I was married in one such church, parts of
which date from the 12th century, set on falling ground to the west
of my home town. The churchyard contains St Withburga's Well, supplied by a
spring that is said to have issued forth from the burial place of Withburga, who
laid the foundation of a church and convent there, the first Christian
settlement in the area in the year 654. She lived and died in an era of unprecedented
change. Her father was Anna, King of the East Angles, pagans who came to the
British Isles with iron and fire, who believed the green church of the woods
heard their prayers more clearly than any monument of stone.

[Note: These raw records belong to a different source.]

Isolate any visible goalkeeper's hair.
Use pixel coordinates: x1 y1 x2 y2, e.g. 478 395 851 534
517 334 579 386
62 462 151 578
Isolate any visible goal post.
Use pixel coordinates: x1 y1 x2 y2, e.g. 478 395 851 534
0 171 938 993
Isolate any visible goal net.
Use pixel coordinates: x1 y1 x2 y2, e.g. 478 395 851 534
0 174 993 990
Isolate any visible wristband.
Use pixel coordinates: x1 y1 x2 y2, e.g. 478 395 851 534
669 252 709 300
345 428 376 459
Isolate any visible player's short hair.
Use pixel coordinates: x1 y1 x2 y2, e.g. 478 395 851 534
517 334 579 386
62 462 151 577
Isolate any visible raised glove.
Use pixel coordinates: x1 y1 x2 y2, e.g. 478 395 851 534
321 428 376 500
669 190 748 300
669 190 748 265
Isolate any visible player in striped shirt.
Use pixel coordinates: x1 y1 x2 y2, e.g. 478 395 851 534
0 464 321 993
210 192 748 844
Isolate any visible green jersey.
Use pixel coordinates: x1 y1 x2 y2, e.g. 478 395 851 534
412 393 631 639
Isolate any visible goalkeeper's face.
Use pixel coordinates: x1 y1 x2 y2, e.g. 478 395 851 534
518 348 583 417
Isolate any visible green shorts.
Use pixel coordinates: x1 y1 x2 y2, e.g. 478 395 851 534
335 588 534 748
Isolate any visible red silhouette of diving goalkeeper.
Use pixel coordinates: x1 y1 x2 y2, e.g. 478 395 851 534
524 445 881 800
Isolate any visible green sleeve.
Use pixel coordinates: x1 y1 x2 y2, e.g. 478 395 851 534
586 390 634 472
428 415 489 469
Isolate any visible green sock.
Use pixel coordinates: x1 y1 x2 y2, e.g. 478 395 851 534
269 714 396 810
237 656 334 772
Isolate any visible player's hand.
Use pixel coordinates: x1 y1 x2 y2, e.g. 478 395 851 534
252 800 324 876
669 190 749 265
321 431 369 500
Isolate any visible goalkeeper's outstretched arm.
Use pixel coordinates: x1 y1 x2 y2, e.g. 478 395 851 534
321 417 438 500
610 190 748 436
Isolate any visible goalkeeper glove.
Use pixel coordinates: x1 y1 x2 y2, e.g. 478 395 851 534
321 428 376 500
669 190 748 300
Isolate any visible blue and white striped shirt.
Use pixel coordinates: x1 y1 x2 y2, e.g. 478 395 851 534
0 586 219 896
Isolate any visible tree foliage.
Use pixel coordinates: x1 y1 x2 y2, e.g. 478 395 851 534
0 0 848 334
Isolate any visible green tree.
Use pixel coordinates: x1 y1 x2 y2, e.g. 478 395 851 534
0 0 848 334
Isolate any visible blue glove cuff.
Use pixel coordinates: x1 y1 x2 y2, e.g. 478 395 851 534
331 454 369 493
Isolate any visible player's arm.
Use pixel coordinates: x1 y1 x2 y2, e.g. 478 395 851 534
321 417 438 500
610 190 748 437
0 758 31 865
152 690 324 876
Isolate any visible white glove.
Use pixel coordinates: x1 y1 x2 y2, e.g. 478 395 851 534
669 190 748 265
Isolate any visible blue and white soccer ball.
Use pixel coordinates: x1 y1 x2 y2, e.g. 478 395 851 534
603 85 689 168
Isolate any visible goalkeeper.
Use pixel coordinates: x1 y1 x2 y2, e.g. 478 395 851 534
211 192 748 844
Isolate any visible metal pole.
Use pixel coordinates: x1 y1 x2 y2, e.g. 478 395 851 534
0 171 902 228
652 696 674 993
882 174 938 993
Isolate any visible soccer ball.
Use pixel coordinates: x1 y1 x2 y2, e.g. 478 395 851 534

But it is stone that has proved the most
enduring store of the pagan story.
At the north side of Gosforth village on
Wasdale Road, Cumbria, stands the ancient parish church of St Mary and, in the
churchyard the equally ancient and famous Gosforth Cross. This magnificent
cross has stood on the same spot for over a thousand years. The monument is a
very tall, slender cross made from red sandstone, richly decorated with some
very exquisite carvings of Norse gods, Christian symbolism and mythical beasts.
It is at the heart of the All FatherParadox and takes pride of place on the cover. I chose this cross as my
central motif for the novel because, like Withburga’s well, it has been witnessed
to endless change. We can only imagine who built it and why, or what manner of
men have toiled in its shadow over the course of that millennium. There was
nothing like going there this summer and feeling the power of the landscape
myself.
Christianity was in the north-west of
England long before of course. Roman soldiers had spread the faith, and left
traces when their armies were withdrawn. Wandering saints and preachers came up
the Irish Sea from Rome, such as the man later venerated as St. Patrick or Bega
of St. Bees, bringing their religion to the Anglo-Saxons who settled there. There
is no definitive proof of a church in Gosforth before the Viking Age, but it
would have been Celtic, made of wattle and daub, and it too, would have been
focused around the local holy spring.
The Vikings swept through Britain with
series of invasions throughout the 10th century, and for a time controlled the
area of northern England known as Danelaw. Names of towns, roads, and families
still in existence today attest to this Scandinavian stronghold. But, like the
Angles before them, it seems as though the conquerors were quickly conquered by
the customs and beliefs prevalent in their new land. The Gosforth Cross speaks
to this unique juncture in time, a world halfway between the pagan and the
Christian.
It was first identified in 1886 by the
amateur antiquarian Charles Arundel Parker. His findings were a sensation in an
age obsessed with Vikings (Wagner's Ring debuted just ten years before), the
Victoria and Albert Museum quickly had a replica made. Parker demonstrated that
the cross showed scenes described in Norse myth, such as Loki bound, the god
Víðarr tearing the jaws of Fenrir, and Thor's failed attempt to catch
Jörmungandr, the Midgard Serpent.
Inside St. Mary’s church are two hogback
tombs, another example of this unique fusion of Viking paganism and Anglo-Saxon
Christian cultures. About four to five feet long and shaped generally like a
bowed house, the hogback derives its name from the convex curve of its roof. Narrative
scenes on their sides also depict scenes from Norse mythology and Christian
iconography. They are assumed to be tombstones or gravemarkers, and once they
too probably stood in the churchyard. But over time, their original use
forgotten, their pagan overtones became uncouth. When the church was rebuilt in
the 12th century, they were used in the foundations – and only rediscovered
in the 1896 rebuilding. At one time, there were other crosses standing in the
churchyard as well - some of the fragments remain, also built into the church
wall, but most of the structures are lost.
But, what if the experts have got it wrong?
What if the depicted duality was something they made up, or misidentified? What if the gravemarkers and crosses had a
different purpose, also broken up and buried with the ages? Or, what if the
tipping point toward Christianity changed? What would 1,000 years of history
look like then?
I was fascinated by one of the key figures
represented on the cross, thought to be the god Heimdall. Heimdall is the
sentry of Asgard and a member of the Aesir, the gods of the Norse pantheon. He
is the herald of Ragnarök, fated to sound his majestic trumpet, Gjallarhorn,
and leading the Aesir into their final battle.
In an entangled world of the Vikingverse, St.
Mary’s is home to Churchwarden Michaels, himself a guardian of sorts. But it
soon becomes difficult for him to tell Christian from Norse, friend from foe. It
is often said that X marks the spot, but exactly what is underneath?